The attention Res-UNet has the longest training duration of 56 minutes and 45 seconds, likely due to its complex architecture. The UNet shows efficient training, completing in 73 epochs. The Res-UNet and attention Res-UNet require more extensive training durations of 45 minutes, 12 seconds and 62 epochs. Some models end training early due to no improvement in the validation loss, highlighting the importance of early stopping strategies in preventing overfitting. This emphasizes the need for the optimal model performance as well as resource allocation decisions during training.
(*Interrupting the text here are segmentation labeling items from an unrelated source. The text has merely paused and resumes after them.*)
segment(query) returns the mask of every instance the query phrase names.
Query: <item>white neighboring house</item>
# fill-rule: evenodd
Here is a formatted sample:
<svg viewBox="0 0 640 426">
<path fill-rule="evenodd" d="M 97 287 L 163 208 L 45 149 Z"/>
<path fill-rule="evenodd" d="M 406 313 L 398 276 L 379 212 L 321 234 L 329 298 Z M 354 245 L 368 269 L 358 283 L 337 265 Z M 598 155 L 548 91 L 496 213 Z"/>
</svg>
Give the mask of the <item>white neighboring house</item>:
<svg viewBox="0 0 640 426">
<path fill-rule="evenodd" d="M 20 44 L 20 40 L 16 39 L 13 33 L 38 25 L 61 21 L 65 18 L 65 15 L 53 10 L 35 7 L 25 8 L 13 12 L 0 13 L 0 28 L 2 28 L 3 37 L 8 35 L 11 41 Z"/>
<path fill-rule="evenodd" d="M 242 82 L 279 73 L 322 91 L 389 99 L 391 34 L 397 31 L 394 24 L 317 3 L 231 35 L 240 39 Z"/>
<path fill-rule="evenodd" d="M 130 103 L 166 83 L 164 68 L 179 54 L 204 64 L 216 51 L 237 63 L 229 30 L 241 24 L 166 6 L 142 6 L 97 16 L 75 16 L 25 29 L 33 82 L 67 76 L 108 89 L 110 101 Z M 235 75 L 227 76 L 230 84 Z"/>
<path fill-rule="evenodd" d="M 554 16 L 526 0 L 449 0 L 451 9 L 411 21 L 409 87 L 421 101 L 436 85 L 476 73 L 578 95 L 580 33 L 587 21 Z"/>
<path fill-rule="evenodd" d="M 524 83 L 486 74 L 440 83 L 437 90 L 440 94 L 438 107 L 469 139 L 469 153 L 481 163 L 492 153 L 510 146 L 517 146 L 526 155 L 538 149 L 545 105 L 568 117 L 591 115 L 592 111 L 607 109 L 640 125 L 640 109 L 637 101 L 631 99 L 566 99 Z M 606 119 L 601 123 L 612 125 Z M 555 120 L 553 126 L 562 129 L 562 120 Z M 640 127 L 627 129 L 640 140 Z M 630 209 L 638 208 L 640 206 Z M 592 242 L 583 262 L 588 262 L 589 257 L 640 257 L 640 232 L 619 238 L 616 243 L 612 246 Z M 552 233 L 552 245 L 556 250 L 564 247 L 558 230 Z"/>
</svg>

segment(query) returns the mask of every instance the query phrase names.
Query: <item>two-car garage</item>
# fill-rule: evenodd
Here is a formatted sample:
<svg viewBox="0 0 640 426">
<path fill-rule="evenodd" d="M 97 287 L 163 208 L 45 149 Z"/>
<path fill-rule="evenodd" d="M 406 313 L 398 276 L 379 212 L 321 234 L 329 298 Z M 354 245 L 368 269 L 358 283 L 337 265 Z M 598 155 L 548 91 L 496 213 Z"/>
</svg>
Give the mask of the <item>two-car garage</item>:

Figure 6 depict the evolution of the BFL over epochs for validation data of three different models. These results offer insights into how these models perform during the training process.

Figure 6. Convergence for trained models on Polyp Segmentation.

UNet model:

The UNet model initiates training with a high validation loss, approximately 1.4, primarily because its initial weights are far from the optimal ones. Note that within the initial ten epochs, the UNet model experiences a rapid decrease in the validation loss, which is a common case during the early training stages of many neural networks. This reduction reflects the model's improvement in fitting the training data as it adjusts weights through techniques like backpropagation and stochastic gradient descent (SGD). After this initial phase, the UNet model maintains a relatively low and stable loss for the remaining epochs, albeit with some minor fluctuations. These fluctuations are likely attributable to inherent data noises and the stochastic nature of the optimization process.

Res-UNet and attention Res-UNet models:

Both Res-UNet and attention Res-UNet models are trained with a low initial validation loss, roughly 0.2, suggesting potential pretraining or initialization and reaching to a reasonable starting point. In the initial 15 epochs, both models experience fluctuations in the loss. This is common during initial training phases as both models adapt to the data and fine-tuned weights, possibly indicating sensitivity to the initial configuration or data noises. As training progresses, both models achieve stable loss values, signifying that models have reached a consistent and relatively optimal solution compared to the UNet within this timeframe. Eventually, all models reach the minimum loss of approximately 10%, demonstrating similar performance levels in minimizing the loss on the validation data, despite differences exist in the convergence speed and early fluctuations.

In summary, these results indicate that the UNet initiates training with a higher loss but converges swiftly. In contrast, the Res-UNet and attention Res-UNet begin with lower losses but may show more early training fluctuations. Nevertheless, all models ultimately achieve a similar minimum loss, showcasing their ability to capture crucial data features and make accurate predictions. Table 4 provides performance metrics for the UNet, Res-UNet, and attention Res-UNet when applied to test data.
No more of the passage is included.